“Why should such a thing have been made, then?”
“Oh, I can think of many reasons. Perhaps it’s a signal, so that any strange ship entering the Universe will know where to look for life. Perhaps it marks the center of galactic administration. Or perhaps-and somehow I feel that this is the real explanation-it’s simply the greatest of all works of art. But it’s foolish to speculate now. In a little while we’ll know the truth.”
15
VANAMOINDE
So they waited, lost in their own dreams, while hour by hour the Seven Suns drifted apart until they had filled that strange tunnel of night in which the ship was riding. Then, one by one, the six outer stars vanished at the brink of darkness and at last only the Central Sun was left. Though it could no longer be fully in their space, it still shone with the pearly light that marked it out from all other stars. Minute by minute its brilliance increased, until presently it was no longer a point but a tiny disc. And now the disc was beginning to expand before them…
There was the briefest of warnings: for a moment a deep, bell-like note vibrated through the room. Alvin clenched the arms of his chair, though it was a futile enough gesture.
Once again the great generators exploded into life, and with an abruptness that was almost blinding, the stars reappeared. The ship had dropped back into space, back into the Universe of suns and planets, the natural world where nothing could move more swiftly than light.
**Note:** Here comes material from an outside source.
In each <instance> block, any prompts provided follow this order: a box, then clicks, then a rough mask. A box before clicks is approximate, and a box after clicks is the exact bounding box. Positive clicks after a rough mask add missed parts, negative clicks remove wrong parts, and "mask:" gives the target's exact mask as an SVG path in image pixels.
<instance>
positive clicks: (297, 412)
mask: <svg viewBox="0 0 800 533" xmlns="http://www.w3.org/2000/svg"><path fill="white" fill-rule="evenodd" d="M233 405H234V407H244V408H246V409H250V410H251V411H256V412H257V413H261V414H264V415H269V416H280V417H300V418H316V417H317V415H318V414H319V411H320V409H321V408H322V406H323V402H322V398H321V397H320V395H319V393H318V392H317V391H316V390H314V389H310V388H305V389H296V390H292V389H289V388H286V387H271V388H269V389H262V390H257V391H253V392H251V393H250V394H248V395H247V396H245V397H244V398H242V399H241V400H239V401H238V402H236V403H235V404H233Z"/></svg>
They were already within the system of the Seven Suns, for the great ring of colored globes now dominated the sky. And what a sky it was! All the stars they had known, all the familiar constellations, had gone. The Milky Way was no longer a faint band of mist far to one side of the heavens: they were now at the center of creation, and its great circle divided the Universe in twain.
The ship was still moving very swiftly towards the Central Sun, and the six remaining stars of the system were colored beacons ranged around the sky. Not far from the nearest of them were the tiny sparks of circling planets, worlds that must have been of enormous size to be visible over such a distance. It was a sight grander than anything Nature had ever built, and Alvin knew that Theon had been correct. This superb symmetry was a deliberate challenge to the stars scattered aimlessly around it.
The cause of the Central Sun’s nacreous light was now clearly visible. The great star, surely one of the most brilliant in the whole Universe, was shrouded in an envelope of gas which softened its radiation and gave it its characteristic color. The surrounding nebula could be seen only indirectly, and it was twisted into strange shapes that eluded the eye. But it was there, and the longer one stared the more extensive it seemed to be.